Per ora, le prime onde di un mare che sarà mosso tutto l’anno, hanno fatto perdere un po’ il controllo. Ma sono soltanto quelle iniziali, di un percorso che sarà duro, nauseabondo. Non date però saccheti per il vomito a Giacomo Filippi, l’uomo che incarna la tranquillità e che possiede una sana convinzione (a volte anche troppa, come quando carica fino alle stelle Brunori). Può tremare il mondo, possono volare critiche da ogni angolo della città, ma lui in quella consueta conferenza stampa del venerdi o del sabato pomeriggio, sfodera la sua straordinaria calma, il suo “rilassante” ottimismo.
In fondo, per essere allenatore del Palermo, ci vuole anche questo. E’ vero che certuni, proprio non possono allenare, ancor meno in Serie C, dove ci si arrabbia da morire praticamente per ogni “viaggio” del pallone. Messina-Palermo è stata una delle partite più brutte che forse mai la Serie C proporrà, eppure Filippi era lì soddisfatto del pareggio e tranquillo per il proseguo del campionato. Poi è arrivata la sconfitta di Taranto, una doccia fredda, peraltro meritata. Dove non c’era filtro a centrocampo, dove l’equilibrio era una parola sconosciuta e dove l’attacco, era un mucchio “arrogante” di giocate individuali.
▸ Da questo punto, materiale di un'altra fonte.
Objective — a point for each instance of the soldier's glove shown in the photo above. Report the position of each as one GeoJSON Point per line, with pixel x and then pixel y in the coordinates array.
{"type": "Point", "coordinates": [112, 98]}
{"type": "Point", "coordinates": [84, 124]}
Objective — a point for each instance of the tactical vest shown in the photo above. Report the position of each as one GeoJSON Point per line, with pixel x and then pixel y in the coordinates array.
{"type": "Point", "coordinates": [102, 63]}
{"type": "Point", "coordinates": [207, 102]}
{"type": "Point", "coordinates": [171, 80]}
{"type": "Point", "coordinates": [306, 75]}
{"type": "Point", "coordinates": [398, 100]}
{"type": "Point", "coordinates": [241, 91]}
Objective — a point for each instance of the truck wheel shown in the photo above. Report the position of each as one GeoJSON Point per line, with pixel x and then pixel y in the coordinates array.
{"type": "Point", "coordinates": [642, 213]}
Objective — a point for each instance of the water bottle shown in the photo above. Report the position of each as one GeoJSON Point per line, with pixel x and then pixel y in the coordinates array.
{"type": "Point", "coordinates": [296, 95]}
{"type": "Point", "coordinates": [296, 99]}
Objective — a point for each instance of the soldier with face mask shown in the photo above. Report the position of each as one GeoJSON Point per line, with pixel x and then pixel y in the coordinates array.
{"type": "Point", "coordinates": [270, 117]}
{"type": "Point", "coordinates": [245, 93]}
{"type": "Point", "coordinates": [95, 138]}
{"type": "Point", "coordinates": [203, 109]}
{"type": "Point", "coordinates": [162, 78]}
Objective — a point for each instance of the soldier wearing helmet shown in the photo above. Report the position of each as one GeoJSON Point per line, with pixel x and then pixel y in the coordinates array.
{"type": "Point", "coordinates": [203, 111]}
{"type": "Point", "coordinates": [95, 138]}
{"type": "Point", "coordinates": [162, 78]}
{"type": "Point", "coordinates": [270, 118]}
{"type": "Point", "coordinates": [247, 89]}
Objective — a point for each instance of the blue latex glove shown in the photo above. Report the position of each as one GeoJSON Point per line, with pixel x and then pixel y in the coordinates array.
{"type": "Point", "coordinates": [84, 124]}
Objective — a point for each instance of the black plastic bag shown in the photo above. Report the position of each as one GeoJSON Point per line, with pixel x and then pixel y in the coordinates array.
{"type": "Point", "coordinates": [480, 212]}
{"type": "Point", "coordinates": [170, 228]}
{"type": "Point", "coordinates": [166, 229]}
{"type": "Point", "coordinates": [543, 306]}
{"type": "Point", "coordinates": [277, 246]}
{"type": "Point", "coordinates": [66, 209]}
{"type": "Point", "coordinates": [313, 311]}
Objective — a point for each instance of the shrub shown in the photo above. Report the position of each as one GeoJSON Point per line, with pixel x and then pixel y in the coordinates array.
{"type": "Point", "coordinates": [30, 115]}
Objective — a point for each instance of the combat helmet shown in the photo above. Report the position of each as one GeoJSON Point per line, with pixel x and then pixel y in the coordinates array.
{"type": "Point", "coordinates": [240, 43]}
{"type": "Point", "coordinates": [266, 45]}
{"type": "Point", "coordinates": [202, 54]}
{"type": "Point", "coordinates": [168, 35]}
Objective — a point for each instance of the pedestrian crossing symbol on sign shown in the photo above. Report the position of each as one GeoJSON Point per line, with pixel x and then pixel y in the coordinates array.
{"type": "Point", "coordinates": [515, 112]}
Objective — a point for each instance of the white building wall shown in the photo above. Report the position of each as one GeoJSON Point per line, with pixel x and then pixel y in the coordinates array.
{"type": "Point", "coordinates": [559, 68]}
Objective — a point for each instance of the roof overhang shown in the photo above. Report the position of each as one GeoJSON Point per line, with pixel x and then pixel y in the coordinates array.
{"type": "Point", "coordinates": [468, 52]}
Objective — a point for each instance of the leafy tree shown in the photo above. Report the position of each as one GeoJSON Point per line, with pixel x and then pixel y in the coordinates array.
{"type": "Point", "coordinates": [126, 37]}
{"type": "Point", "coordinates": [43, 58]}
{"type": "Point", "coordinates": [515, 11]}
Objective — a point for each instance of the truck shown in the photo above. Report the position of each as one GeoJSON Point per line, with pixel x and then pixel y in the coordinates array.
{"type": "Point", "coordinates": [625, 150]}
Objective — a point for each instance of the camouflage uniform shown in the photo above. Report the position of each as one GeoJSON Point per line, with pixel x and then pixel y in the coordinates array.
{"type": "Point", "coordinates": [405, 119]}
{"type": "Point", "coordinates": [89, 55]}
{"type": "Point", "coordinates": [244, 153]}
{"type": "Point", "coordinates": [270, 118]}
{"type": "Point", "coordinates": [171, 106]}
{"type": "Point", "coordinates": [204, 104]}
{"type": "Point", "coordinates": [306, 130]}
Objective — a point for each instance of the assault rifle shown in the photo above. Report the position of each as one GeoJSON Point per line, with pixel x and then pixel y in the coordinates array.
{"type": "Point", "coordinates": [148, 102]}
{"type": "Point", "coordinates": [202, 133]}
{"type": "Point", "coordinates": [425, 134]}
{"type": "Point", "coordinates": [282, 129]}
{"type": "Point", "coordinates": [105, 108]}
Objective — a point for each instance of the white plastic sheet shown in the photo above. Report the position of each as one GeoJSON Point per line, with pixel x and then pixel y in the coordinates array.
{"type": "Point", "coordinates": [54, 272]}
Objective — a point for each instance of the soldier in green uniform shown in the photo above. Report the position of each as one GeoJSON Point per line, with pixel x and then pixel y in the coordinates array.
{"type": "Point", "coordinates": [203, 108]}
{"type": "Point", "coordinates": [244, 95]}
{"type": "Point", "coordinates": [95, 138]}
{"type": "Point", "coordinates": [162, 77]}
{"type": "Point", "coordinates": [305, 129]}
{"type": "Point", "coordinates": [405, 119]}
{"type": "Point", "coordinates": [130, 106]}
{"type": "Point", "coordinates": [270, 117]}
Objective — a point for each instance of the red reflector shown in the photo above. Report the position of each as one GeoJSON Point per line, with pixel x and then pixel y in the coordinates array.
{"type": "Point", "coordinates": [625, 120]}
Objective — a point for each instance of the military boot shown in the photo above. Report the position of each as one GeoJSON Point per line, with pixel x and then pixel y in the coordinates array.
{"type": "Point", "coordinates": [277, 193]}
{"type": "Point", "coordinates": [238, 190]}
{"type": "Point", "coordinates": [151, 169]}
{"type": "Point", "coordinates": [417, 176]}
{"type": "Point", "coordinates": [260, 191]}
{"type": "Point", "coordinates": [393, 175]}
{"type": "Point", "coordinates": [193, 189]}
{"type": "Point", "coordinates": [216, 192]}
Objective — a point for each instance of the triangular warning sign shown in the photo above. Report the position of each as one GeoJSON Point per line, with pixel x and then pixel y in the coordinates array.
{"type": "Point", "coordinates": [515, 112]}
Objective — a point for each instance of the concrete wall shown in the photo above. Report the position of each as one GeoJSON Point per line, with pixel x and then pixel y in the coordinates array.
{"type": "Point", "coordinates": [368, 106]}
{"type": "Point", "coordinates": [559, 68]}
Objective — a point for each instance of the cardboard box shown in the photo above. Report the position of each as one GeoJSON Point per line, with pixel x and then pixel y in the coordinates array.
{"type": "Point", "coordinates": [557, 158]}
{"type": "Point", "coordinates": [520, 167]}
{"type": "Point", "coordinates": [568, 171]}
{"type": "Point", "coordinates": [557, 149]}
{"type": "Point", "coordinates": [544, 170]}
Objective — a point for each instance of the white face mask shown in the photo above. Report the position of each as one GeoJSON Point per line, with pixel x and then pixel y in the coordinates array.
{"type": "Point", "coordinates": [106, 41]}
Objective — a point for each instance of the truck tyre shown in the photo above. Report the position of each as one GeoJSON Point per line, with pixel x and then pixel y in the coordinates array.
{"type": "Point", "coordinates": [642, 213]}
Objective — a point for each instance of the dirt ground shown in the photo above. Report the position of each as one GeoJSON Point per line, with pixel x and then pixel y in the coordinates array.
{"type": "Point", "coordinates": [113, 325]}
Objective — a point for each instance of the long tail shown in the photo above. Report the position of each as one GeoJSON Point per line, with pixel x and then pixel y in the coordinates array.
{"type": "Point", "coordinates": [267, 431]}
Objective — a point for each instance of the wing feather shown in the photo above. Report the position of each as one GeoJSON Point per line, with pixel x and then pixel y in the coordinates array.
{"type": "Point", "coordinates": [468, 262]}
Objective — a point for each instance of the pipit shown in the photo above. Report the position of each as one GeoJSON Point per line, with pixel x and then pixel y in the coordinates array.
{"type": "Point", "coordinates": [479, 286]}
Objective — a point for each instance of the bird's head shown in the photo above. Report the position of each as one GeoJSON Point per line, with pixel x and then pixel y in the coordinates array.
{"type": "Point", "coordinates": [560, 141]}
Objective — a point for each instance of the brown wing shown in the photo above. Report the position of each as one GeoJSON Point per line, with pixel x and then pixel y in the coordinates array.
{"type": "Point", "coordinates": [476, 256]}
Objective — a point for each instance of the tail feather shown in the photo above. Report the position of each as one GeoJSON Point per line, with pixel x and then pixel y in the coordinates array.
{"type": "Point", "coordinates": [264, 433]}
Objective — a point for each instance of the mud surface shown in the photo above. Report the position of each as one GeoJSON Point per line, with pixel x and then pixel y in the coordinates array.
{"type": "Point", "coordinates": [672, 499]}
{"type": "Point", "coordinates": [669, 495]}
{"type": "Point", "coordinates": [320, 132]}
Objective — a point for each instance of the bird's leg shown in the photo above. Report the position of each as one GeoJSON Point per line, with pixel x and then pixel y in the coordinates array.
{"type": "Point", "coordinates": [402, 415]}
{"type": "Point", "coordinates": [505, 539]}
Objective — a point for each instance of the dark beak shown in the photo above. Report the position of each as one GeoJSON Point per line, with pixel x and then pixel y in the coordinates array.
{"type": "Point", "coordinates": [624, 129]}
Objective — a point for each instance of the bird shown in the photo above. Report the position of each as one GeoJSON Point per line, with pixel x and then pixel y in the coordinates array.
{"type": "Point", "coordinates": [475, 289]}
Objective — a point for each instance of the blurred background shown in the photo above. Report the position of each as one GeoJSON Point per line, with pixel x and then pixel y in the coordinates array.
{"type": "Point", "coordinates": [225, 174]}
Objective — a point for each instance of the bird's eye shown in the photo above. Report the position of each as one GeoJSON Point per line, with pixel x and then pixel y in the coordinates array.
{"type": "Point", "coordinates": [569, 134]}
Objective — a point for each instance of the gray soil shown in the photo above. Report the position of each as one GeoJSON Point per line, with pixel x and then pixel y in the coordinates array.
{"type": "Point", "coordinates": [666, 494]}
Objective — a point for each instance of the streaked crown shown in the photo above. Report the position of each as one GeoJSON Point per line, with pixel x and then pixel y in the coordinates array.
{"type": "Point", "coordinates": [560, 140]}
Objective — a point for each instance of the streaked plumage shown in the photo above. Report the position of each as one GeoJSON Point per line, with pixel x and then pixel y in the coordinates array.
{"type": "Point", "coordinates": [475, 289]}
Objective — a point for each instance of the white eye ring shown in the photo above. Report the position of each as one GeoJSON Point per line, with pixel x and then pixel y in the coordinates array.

Poi il pareggio di Catanzaro (che ci sta tutto) dove è arrivata anche una buona prestazione. Filippi sempre calmo, con le sue solite spiegazioni al gusto di “Valeriana”. Adesso, cosa aspettarsi? E’ un punto di rottura del campionato, dove persino la serenità in carne ed ossa potrebbe sciogliersi. Adesso, potrebbero cominciare davvero i problemi, da Monterosi. E quindi, scherzi a parte, non è più il tempo della tranquillità. E’ il tempo di punti, di vittoria, di fame. Altrimenti c’è poco o nulla per cui essere convinti. L’atteggiamento di Filippi piace, ha un certo fascino, degno di una certa attenzione e “coniuge” del gusto più estetizzante, a differenza del suo gioco, mai eccezionale (anche se efficace). Insomma tra il suo “far tranquillo” e la verità del campo, agli antipodi (quasi uno scenario ossimorico), esiste un punto di contatto: la vittoria. Ed è il momento di cominciare a prenderne qualcuna.